Der Collie

 

Eine neue Wohnung beziehen, heißt auch meistens, Einweihungsgeschenke erhalten. Ob sinnvoll, schön oder nicht schön, liegt im Ermessen des Betrachters.

 

Als Wolfgang und ich unsere erste gemeinsame Wohnung bezogen, bekamen wir Tage später Besuch von einer Freundin. Ihr Mitbringsel war ein stehender Collie, ca. 15 cm, aus Porzellan. Die Farben wechselten von dunkelbraun ins hellbraun. Unterbauch und Pfoten waren weiß. Ein ansehnliches Exemplar.

 

„Danke für den schönen Hund“, sagte ich höflich.

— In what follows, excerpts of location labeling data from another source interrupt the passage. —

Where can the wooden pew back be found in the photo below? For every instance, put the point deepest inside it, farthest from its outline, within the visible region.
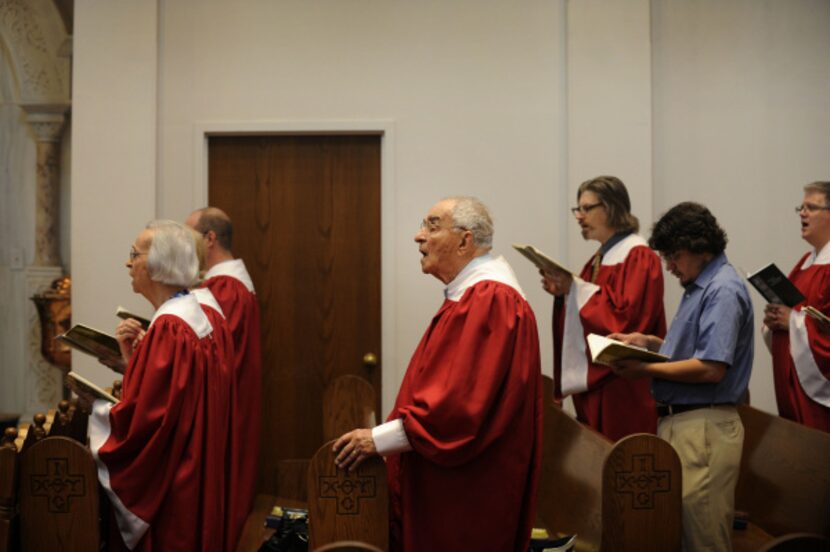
(570, 483)
(348, 403)
(347, 506)
(59, 504)
(8, 490)
(784, 483)
(642, 496)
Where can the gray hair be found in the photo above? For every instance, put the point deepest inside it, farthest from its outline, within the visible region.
(822, 187)
(468, 213)
(172, 257)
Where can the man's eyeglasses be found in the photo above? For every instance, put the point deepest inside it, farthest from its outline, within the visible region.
(810, 208)
(669, 258)
(433, 225)
(584, 209)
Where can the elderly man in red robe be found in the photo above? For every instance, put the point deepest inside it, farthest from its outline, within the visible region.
(463, 442)
(800, 345)
(160, 451)
(231, 285)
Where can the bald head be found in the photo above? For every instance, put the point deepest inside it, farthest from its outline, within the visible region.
(215, 220)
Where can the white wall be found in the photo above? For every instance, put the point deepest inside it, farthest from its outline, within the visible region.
(718, 101)
(472, 88)
(114, 146)
(741, 116)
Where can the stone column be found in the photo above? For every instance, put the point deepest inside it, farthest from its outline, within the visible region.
(43, 383)
(46, 121)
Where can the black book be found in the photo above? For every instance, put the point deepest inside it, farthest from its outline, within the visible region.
(92, 342)
(775, 286)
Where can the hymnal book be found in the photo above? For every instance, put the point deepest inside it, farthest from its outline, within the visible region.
(608, 351)
(542, 261)
(775, 287)
(121, 312)
(91, 388)
(92, 342)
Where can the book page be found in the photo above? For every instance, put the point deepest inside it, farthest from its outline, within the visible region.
(91, 388)
(124, 314)
(91, 341)
(542, 261)
(608, 351)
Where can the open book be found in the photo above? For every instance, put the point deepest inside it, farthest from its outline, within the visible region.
(92, 342)
(121, 312)
(775, 286)
(542, 261)
(608, 351)
(91, 388)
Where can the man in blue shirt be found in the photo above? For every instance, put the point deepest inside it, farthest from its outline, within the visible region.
(710, 343)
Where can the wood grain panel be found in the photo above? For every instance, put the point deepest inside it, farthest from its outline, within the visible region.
(59, 505)
(306, 215)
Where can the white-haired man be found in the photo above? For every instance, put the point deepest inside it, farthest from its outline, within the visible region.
(160, 451)
(463, 442)
(231, 285)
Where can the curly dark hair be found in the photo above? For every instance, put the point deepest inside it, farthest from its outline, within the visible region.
(688, 226)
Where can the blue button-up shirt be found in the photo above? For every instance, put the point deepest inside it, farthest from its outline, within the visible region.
(713, 322)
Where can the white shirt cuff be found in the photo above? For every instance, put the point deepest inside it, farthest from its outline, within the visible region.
(390, 438)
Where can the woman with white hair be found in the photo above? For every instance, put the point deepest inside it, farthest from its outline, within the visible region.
(161, 450)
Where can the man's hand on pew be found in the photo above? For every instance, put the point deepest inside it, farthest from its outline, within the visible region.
(353, 448)
(85, 399)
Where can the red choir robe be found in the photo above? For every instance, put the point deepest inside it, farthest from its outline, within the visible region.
(801, 357)
(626, 297)
(231, 285)
(471, 407)
(158, 450)
(220, 389)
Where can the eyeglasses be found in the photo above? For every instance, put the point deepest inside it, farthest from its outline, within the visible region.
(433, 225)
(584, 209)
(669, 258)
(810, 208)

„Wo stellen wir dieses tolle Exemplar denn hin?“

„Hier auf dem Wohnzimmerregal, rechts von der Vitrine, das wäre doch ein geeigneter Platz“, bemerkte sie.

 

Als sie weg war, meinte Wolfgang: „Müssen wir den stehen lassen? Ich finde ihn grässlich.“

„So furchtbar ist er auch nicht. Zumindest hat er ein hübsches Gesicht“, erwiderte ich.

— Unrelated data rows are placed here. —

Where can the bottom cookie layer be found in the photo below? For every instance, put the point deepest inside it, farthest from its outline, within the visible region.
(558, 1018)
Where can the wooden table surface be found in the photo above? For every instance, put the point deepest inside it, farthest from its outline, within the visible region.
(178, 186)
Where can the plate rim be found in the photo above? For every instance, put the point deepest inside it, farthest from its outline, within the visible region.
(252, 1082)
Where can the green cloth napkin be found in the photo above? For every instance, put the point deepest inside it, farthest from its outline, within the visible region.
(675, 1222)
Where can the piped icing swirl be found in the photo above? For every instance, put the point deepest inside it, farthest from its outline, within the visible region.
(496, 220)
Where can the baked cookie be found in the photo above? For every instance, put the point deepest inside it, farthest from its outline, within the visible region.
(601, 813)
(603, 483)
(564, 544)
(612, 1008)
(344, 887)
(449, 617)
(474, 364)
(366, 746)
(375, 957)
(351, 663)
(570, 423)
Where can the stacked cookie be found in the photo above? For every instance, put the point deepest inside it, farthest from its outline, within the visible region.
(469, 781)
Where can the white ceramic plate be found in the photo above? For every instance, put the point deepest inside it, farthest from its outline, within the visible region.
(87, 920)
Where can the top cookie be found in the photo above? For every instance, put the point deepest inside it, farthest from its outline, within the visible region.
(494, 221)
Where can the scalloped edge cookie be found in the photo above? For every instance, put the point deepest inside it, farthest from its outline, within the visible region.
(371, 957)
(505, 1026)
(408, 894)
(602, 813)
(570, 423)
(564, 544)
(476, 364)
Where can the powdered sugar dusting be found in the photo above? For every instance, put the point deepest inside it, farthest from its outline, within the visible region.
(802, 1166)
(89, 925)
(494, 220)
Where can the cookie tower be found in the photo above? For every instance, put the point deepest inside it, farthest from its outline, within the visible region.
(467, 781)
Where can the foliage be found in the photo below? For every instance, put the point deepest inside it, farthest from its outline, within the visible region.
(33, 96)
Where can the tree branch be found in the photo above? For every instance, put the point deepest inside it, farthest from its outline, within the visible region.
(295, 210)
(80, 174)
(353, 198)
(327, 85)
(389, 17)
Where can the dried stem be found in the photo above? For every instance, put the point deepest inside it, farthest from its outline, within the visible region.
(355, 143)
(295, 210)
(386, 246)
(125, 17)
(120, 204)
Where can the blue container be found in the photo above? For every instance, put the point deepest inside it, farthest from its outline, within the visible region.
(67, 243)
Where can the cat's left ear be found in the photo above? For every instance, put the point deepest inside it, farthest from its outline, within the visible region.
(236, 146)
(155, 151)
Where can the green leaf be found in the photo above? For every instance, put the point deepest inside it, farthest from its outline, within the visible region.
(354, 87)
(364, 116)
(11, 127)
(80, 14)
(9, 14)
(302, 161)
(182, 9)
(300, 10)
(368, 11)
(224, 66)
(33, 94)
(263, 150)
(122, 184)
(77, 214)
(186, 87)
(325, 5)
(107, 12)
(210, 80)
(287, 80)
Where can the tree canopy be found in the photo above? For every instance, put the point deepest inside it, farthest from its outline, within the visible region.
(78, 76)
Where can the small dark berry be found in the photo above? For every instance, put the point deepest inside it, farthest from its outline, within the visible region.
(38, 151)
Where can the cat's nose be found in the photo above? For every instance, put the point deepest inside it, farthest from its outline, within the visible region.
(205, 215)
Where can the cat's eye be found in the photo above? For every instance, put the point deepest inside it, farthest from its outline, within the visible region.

Somit stand er zwischen Büchern und anderem Krimskrams auf unserem Wohnzimmer Regal.

 

Als unsere Freundin wieder auf Besuch kam, sah sie zum Schrank und sagte: „Ach, habt ihr den Hund noch auf dem Schrank stehen, das freut mich aber.“

„Ja, der ist doch sehr hübsch“, erwiderte ich.

Somit verbrachte er einige Jahre auf unserem Regal.

 

Irgendwann landete er im Schrank. Es war einfach kein Platz mehr für ihn.  

Allerdings, sobald sich meine Freundin zu Besuch anmeldete, gings los.

„Denk an den Hund, der muss wieder aufs Regal“, sagte ich zu Wolfgang.

Somit wurde er aus seinem dunklen Verlies geholt und auf seinen alten Platz gestellt.

Sie freute sich jedes Mal, wenn sie ihn sah. Wir trauten uns nicht, den Hund im Schrank zu lassen. Geschweige denn, ihn nicht an seinen angestammten Platz zu setzen.

 

Nach einigen Jahren fiel er mir herunter. Wolfgang beförderte ihn freudestrahlend in die Tonne. Der Arme, sein hübsches Gesicht sah mich aus der Tonne an. Die Vorderbeine fehlten.